The Traditional Way
Traditional database systems require a predefined table schema and a subsequent data import process when working with CSV data. This can be a tedious and time-consuming process.
To demonstrate this, let’s create a CSV file called customer.csv
.
import pandas as pd
# Create a sample dataframe
data = {
"name": ["Alice", "Bob", "Charlie", "David", "Eve"],
"age": [25, 32, 45, 19, 38],
"city": ["New York", "London", "Paris", "Berlin", "Tokyo"],
}
df = pd.DataFrame(data)
# Save the dataframe as a CSV file
df.to_csv("customers.csv", index=False)
To load this CSV file in Postgres, you need to run the following query:
-- Create the table
CREATE TABLE customers (
name VARCHAR(100),
age INT,
city VARCHAR(100)
);
-- Load data from CSV
COPY customers
FROM 'customers.csv'
DELIMITER ','
CSV HEADER;
The DuckDB Way
In contrast, DuckDB allows for direct reading of CSV files from disk, eliminating the need for explicit table creation and data loading.
import duckdb
duckdb.sql("SELECT * FROM 'customers.csv'")

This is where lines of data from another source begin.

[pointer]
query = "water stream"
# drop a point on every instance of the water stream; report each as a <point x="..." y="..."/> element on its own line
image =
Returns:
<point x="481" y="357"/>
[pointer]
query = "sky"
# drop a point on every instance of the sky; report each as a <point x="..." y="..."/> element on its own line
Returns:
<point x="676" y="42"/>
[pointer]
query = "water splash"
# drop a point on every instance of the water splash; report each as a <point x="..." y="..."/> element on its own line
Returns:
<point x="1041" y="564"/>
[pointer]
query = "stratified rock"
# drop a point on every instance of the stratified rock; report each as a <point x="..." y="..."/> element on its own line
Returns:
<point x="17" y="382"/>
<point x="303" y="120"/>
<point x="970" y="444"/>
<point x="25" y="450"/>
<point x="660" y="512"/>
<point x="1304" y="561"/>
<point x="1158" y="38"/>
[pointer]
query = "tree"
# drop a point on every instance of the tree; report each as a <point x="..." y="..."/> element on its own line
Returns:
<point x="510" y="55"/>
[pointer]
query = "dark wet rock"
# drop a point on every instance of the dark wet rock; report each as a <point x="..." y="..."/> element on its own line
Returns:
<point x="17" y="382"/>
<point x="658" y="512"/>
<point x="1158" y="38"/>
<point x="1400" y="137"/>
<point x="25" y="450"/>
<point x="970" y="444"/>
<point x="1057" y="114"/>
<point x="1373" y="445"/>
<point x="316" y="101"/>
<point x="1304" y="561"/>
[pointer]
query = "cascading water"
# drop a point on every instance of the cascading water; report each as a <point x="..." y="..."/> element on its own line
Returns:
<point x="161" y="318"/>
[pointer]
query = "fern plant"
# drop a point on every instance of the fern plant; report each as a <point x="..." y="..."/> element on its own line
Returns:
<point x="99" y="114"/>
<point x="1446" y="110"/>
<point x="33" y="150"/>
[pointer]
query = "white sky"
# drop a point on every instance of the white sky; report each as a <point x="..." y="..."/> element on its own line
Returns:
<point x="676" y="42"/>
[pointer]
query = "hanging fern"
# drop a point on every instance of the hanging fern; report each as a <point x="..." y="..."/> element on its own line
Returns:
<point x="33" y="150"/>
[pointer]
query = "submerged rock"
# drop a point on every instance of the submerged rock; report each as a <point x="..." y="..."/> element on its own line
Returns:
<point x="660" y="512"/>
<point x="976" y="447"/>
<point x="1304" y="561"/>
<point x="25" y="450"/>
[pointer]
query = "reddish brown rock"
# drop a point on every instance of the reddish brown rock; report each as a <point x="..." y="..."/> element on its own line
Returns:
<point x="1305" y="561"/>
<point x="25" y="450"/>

┌─────────┬───────┬──────────┐
│ name │ age │ city │
│ varchar │ int64 │ varchar │
├─────────┼───────┼──────────┤
│ Alice │ 25 │ New York │
│ Bob │ 32 │ London │
│ Charlie │ 45 │ Paris │
│ David │ 19 │ Berlin │
│ Eve │ 38 │ Tokyo │
└─────────┴───────┴──────────┘
By using DuckDB, you can simplify your data import process and focus on analyzing your data.
Installation
To use DuckDB, you can install it using pip:
pip install duckdb